2025-03-31 カリフォルニア大学バークレー校 (UCB)
カリフォルニア大学バークレー校とサンフランシスコ校の研究チームは、重度の麻痺により言語能力を失った人々のために、リアルタイムで脳信号を音声に変換するニューラルプロテーゼを開発しました。
この技術は、脳の運動野からの神経データをサンプリングし、AIを活用して音声を合成します。従来の技術では、発話の試行から音声生成までに約8秒の遅延がありましたが、新しいストリーミング手法により、1秒以内での音声出力が可能となりました。
この進歩により、重度の麻痺患者がより自然な会話を行うことが可能となり、生活の質の向上が期待されます。研究者たちは、今後この技術をさらに発展させ、より多くの人々に恩恵をもたらすことを目指しています。
<関連情報>
- https://engineering.berkeley.edu/news/2025/03/brain-to-voice-neuroprosthesis-restores-naturalistic-speech/
- https://www.nature.com/articles/s41593-025-01905-6
- https://www.nature.com/articles/s41586-023-06443-4
自然なコミュニケーションを回復するストリーミング脳音声ニューロプロテーゼ A streaming brain-to-voice neuroprosthesis to restore naturalistic communication
Kaylo T. Littlejohn,Cheol Jun Cho,Jessie R. Liu,Alexander B. Silva,Bohan Yu,Vanessa R. Anderson,Cady M. Kurtz-Miott,Samantha Brosler,Anshul P. Kashyap,Irina P. Hallinan,Adit Shah,Adelyn Tu-Chan,Karunesh Ganguly,David A. Moses,Edward F. Chang & Gopala K. Anumanchipalli
Nature Neuroscience Published:31 March 2025
DOI:https://doi.org/10.1038/s41593-025-01905-6
Abstract
Natural spoken communication happens instantaneously. Speech delays longer than a few seconds can disrupt the natural flow of conversation. This makes it difficult for individuals with paralysis to participate in meaningful dialogue, potentially leading to feelings of isolation and frustration. Here we used high-density surface recordings of the speech sensorimotor cortex in a clinical trial participant with severe paralysis and anarthria to drive a continuously streaming naturalistic speech synthesizer. We designed and used deep learning recurrent neural network transducer models to achieve online large-vocabulary intelligible fluent speech synthesis personalized to the participant’s preinjury voice with neural decoding in 80-ms increments. Offline, the models demonstrated implicit speech detection capabilities and could continuously decode speech indefinitely, enabling uninterrupted use of the decoder and further increasing speed. Our framework also successfully generalized to other silent-speech interfaces, including single-unit recordings and electromyography. Our findings introduce a speech-neuroprosthetic paradigm to restore naturalistic spoken communication to people with paralysis.

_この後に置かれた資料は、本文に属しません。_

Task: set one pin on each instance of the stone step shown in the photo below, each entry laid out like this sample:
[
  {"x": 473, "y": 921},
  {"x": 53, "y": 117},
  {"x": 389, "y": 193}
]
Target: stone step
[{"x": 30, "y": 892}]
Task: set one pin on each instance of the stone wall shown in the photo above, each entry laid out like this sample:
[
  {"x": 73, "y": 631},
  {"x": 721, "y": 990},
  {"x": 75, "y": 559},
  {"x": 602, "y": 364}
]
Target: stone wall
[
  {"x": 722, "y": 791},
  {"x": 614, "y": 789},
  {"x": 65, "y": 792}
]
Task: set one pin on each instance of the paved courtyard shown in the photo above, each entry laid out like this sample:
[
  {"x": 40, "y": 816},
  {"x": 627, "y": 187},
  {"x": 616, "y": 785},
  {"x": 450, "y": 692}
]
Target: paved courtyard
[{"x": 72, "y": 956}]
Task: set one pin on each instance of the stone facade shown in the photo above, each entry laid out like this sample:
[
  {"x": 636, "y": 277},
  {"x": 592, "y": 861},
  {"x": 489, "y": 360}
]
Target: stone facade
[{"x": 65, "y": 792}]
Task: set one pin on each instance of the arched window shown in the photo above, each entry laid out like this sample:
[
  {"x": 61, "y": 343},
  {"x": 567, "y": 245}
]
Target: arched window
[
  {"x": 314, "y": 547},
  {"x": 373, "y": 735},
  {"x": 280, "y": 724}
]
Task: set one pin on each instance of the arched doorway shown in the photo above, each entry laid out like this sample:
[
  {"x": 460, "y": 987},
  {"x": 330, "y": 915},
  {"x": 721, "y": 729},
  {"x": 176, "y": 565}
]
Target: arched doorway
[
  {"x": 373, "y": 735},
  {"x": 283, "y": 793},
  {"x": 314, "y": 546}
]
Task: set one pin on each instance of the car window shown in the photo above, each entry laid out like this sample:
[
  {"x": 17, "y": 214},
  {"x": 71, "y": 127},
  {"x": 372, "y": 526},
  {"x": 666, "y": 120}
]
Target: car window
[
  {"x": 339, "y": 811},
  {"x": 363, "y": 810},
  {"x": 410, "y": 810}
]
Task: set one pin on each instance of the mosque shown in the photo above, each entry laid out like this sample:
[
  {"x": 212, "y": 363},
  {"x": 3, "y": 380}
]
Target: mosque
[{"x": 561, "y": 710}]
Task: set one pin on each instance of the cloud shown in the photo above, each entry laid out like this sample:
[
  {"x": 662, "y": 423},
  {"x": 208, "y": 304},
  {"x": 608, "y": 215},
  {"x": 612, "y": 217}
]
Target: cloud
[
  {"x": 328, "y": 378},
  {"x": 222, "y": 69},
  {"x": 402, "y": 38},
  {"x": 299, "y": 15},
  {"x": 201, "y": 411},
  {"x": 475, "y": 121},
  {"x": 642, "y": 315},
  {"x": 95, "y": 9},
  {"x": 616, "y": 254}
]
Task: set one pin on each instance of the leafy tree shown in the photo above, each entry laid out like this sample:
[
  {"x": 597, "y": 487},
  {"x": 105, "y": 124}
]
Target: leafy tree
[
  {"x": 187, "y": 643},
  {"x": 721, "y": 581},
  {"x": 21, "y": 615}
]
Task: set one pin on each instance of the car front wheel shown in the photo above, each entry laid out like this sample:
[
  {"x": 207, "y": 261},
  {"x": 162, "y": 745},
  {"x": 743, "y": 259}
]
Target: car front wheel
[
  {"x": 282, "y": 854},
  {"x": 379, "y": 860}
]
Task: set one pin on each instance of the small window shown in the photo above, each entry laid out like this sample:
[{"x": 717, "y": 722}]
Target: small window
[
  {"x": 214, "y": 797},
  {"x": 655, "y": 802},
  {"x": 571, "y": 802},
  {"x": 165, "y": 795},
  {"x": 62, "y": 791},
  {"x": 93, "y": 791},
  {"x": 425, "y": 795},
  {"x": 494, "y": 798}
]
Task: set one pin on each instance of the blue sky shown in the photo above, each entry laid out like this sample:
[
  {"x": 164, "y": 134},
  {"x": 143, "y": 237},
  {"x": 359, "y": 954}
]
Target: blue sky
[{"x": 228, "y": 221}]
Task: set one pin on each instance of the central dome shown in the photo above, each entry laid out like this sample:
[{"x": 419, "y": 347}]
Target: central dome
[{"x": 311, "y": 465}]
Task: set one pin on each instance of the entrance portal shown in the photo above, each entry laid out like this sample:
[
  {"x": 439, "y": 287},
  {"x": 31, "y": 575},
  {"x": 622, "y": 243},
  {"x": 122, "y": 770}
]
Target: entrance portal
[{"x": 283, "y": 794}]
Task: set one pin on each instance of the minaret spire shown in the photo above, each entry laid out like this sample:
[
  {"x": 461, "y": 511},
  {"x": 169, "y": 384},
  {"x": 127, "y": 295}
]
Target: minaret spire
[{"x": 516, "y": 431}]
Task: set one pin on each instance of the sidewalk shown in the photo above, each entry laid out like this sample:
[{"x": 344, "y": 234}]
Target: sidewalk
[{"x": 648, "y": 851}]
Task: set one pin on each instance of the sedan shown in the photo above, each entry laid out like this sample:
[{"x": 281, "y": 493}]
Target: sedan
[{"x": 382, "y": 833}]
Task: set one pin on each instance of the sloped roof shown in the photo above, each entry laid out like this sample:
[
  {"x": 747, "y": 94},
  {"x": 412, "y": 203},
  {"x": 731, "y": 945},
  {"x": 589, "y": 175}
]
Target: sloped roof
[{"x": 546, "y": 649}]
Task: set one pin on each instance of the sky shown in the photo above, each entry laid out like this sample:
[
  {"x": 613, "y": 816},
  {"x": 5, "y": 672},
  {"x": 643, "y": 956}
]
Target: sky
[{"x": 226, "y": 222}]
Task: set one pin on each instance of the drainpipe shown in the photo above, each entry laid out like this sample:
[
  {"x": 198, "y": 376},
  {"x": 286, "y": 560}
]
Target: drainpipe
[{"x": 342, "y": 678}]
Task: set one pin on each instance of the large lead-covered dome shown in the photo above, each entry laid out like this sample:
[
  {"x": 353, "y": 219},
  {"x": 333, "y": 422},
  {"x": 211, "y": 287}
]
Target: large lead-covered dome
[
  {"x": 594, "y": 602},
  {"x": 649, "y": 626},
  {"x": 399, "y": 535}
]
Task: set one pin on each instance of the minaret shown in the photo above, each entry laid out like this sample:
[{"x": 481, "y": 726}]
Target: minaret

音声解読とアバター制御のための高性能ニューロプロテーゼ A high-performance neuroprosthesis for speech decoding and avatar control
Sean L. Metzger,Kaylo T. Littlejohn,Alexander B. Silva,David A. Moses,Margaret P. Seaton,Ran Wang,Maximilian E. Dougherty,Jessie R. Liu,Peter Wu,Michael A. Berger,Inga Zhuravleva,Adelyn Tu-Chan,Karunesh Ganguly,Gopala K. Anumanchipalli & Edward F. Chang
Nature Published:23 August 2023
DOI:https://doi.org/10.1038/s41586-023-06443-4
Abstract
Speech neuroprostheses have the potential to restore communication to people living with paralysis, but naturalistic speed and expressivity are elusive1. Here we use high-density surface recordings of the speech cortex in a clinical-trial participant with severe limb and vocal paralysis to achieve high-performance real-time decoding across three complementary speech-related output modalities: text, speech audio and facial-avatar animation. We trained and evaluated deep-learning models using neural data collected as the participant attempted to silently speak sentences. For text, we demonstrate accurate and rapid large-vocabulary decoding with a median rate of 78 words per minute and median word error rate of 25%. For speech audio, we demonstrate intelligible and rapid speech synthesis and personalization to the participant’s pre-injury voice. For facial-avatar animation, we demonstrate the control of virtual orofacial movements for speech and non-speech communicative gestures. The decoders reached high performance with less than two weeks of training. Our findings introduce a multimodal speech-neuroprosthetic approach that has substantial promise to restore full, embodied communication to people living with severe paralysis.